The company takes its name from the 16th-century Iroquois chief who was one of the first to try to bring native and non-native together. In 1534, Donnacona greeted Jacques Cartier and tried to make the French explorer feel welcome in "Kanata," only to be spirited against his will back to France, never to return.
The modern Donna Cona has fared better, especially for Bernard. He earned $2-million in 1999 when Sierra Systems Group Inc. of Vancouver bought into the company. He stayed on as president and majority shareholder, last year booking business worth $5.3-million, a figure he hopes to double this year.
But it hasn't all been smooth sailing. Bernard says federal projects are wrapped in a degree of red tape he suspects non-native firms rarely see. One contract worth $2-million was put on hold for seven months, even though Donna Cona had already hired three full-time techies for it.
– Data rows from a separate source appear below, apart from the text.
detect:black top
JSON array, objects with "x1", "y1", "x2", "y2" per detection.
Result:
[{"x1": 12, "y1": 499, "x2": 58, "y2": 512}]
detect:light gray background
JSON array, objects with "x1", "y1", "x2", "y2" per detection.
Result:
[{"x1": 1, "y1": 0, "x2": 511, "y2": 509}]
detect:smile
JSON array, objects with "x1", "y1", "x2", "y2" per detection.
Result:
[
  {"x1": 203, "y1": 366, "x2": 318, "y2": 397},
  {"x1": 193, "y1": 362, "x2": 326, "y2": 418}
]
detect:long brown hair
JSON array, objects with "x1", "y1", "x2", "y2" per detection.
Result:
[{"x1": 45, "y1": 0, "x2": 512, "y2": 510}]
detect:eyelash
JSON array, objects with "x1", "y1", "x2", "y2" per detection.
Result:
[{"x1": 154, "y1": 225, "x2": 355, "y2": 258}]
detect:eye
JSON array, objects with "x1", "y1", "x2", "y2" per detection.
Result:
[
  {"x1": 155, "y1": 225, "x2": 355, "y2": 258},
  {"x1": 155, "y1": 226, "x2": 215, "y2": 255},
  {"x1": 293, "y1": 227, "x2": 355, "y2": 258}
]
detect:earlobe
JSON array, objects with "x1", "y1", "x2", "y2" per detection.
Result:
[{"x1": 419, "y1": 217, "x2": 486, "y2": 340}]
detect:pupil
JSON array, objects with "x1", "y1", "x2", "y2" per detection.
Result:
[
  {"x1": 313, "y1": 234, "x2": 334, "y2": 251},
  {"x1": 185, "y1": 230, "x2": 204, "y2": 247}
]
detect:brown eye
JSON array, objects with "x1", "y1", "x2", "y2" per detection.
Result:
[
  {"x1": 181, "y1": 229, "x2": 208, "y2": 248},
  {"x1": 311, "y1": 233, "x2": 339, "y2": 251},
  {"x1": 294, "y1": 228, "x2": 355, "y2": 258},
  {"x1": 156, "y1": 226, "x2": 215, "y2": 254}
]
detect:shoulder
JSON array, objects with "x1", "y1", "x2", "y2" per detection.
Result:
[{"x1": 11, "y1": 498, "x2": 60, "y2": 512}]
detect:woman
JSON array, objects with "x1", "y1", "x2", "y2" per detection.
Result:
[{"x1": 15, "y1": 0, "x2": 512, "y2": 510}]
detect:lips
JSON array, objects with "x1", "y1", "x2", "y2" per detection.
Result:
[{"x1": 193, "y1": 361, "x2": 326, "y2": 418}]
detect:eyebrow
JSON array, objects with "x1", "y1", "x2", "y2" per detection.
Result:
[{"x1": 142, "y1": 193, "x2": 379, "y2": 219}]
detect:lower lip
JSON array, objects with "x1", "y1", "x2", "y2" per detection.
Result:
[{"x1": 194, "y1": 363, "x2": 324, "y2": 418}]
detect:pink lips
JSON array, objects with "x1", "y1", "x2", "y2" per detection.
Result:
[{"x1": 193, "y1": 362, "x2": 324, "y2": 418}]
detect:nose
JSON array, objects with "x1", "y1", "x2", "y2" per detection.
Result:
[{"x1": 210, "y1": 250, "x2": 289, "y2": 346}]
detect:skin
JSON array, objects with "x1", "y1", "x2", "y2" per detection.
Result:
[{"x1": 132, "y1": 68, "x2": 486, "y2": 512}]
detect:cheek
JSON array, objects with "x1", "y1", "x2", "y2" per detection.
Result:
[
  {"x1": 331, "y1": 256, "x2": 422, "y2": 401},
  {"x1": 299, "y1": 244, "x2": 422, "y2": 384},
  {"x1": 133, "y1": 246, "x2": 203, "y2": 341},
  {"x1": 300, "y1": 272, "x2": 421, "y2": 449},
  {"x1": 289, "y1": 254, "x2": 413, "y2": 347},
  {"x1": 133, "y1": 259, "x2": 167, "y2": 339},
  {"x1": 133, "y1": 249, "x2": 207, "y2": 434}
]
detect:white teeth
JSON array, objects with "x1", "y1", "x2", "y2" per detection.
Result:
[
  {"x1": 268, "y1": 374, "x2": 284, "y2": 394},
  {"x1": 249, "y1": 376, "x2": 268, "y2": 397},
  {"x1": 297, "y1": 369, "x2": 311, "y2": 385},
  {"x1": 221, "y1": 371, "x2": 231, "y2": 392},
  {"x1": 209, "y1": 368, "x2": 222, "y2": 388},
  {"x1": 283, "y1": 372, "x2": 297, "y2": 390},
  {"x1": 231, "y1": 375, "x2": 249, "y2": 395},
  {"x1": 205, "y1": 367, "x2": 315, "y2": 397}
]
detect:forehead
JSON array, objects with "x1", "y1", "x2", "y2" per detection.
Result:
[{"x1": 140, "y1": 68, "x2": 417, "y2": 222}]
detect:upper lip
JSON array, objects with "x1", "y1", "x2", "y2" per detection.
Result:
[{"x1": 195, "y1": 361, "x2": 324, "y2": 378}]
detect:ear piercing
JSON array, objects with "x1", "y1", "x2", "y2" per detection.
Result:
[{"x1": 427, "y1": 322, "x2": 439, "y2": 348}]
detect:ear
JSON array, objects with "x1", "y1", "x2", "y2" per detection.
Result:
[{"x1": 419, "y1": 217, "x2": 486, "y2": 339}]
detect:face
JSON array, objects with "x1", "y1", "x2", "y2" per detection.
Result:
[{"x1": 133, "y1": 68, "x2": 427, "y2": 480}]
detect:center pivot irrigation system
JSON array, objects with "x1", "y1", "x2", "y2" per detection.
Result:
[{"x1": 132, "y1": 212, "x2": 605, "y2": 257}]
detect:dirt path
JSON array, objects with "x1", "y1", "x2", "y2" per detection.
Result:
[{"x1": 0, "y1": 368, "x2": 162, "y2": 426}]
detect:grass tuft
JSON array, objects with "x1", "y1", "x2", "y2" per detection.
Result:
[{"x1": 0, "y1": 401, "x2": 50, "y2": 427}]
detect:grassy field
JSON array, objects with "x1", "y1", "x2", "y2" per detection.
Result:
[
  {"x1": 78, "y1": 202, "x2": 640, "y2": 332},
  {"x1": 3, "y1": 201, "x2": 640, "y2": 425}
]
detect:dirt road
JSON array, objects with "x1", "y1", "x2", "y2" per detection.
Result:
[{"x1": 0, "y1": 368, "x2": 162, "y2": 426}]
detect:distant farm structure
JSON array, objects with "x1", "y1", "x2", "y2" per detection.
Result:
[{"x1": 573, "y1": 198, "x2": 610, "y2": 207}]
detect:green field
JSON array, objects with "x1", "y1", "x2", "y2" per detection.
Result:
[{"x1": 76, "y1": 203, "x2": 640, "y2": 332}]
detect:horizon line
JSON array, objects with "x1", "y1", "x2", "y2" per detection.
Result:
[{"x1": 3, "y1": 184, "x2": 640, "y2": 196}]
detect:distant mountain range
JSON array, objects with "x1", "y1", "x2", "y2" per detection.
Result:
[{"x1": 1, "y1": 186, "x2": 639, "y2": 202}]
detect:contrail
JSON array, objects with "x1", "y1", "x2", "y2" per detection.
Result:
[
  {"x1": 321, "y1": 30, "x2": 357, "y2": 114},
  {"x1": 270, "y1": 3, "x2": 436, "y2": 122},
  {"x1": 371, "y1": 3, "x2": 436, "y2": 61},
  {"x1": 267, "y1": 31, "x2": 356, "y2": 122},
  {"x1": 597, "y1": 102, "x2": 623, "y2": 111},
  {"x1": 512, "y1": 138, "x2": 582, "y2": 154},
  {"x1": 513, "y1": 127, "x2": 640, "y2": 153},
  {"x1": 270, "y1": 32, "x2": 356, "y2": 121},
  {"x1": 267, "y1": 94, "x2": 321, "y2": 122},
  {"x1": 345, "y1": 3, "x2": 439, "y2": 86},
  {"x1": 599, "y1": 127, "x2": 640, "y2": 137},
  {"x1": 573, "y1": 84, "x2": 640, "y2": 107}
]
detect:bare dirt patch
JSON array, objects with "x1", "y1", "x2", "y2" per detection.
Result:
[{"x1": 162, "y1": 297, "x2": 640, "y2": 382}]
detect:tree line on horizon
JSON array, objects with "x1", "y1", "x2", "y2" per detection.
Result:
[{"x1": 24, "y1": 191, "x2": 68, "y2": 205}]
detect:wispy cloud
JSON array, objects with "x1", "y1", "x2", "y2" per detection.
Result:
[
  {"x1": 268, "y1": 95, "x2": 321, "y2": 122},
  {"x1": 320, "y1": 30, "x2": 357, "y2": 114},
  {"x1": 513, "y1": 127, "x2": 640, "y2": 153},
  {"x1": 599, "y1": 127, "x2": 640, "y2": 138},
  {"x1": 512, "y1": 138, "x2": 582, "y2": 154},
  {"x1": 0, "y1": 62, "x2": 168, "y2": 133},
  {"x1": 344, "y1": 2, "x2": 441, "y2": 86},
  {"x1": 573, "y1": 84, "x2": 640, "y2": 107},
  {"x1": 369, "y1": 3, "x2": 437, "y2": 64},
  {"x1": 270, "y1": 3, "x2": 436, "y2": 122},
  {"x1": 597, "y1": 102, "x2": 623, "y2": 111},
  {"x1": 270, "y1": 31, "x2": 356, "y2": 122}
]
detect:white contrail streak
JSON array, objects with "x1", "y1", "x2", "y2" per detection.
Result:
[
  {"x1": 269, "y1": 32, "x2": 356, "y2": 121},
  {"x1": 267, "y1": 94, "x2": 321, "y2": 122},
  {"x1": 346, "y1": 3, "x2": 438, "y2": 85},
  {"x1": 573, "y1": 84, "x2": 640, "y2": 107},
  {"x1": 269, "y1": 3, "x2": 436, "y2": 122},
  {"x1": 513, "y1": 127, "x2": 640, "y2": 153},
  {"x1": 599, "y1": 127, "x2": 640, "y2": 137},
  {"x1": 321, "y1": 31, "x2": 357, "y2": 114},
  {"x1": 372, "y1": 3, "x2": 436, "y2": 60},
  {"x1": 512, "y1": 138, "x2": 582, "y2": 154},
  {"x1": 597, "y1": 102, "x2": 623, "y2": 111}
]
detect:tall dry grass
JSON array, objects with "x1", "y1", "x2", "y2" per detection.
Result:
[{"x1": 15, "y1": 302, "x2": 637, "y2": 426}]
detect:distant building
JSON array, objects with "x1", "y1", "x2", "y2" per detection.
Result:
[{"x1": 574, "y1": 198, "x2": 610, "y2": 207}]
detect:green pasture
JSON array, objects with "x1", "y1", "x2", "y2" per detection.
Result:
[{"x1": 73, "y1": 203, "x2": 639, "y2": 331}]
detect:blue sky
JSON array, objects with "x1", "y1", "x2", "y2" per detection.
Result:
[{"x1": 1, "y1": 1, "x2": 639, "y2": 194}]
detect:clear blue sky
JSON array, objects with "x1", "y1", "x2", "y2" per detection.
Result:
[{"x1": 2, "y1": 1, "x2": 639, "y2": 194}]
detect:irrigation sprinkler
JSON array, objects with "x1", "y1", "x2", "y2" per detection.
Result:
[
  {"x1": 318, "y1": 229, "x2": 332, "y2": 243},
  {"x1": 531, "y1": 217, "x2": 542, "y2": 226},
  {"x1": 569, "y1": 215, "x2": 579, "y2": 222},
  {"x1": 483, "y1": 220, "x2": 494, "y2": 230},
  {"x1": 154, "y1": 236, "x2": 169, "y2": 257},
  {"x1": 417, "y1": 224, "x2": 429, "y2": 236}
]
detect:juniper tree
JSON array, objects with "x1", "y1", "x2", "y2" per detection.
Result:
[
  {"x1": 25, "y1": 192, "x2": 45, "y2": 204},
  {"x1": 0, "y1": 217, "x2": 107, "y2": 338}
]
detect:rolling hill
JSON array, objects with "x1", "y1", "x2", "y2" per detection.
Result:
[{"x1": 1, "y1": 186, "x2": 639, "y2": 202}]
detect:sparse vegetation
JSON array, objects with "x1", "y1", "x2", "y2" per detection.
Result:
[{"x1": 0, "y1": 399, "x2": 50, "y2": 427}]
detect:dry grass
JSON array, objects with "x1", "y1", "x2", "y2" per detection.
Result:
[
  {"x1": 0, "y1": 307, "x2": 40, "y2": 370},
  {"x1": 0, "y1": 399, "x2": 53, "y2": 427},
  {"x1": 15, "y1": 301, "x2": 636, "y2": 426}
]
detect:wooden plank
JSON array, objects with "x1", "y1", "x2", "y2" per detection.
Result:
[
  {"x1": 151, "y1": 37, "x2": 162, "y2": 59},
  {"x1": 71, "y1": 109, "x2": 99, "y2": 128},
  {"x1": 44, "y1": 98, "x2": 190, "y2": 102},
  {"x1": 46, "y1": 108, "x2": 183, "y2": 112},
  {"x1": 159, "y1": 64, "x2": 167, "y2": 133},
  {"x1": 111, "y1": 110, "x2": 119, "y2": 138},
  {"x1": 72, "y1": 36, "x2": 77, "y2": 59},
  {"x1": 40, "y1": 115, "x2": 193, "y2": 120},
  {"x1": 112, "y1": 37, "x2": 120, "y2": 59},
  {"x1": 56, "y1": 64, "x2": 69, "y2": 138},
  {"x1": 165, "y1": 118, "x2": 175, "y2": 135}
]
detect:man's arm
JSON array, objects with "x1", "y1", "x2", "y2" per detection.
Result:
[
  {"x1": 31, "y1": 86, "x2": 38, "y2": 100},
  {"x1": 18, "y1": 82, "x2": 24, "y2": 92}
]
Even worse, he says, the very factors that helped to get the company on its feet now may be holding it back, perhaps even threatening the very idea of affirmative action for aboriginal people.
As a certified aboriginal business, Donna Cona can bid on a range of exclusive contracts, known as "set asides," and much of its success thus far comes from selling basic computer operating services to native programs within the government. But to maintain this status, it must ensure that, no matter how big it grows, one-third of the payroll remains aboriginal. As well, it has to keep at least 51 per cent of its ownership in native hands - again, no matter how much capital it needs.
Bernard says he has a hard enough time finding natives interested in working with computers; it's just about impossible, he says, to find venture capitalists willing to bet on a native company, especially one that essentially can't be bought out by a non-native competitor. "How do I, as an aboriginal firm, continue to grow without becoming non-aboriginal?" he asks.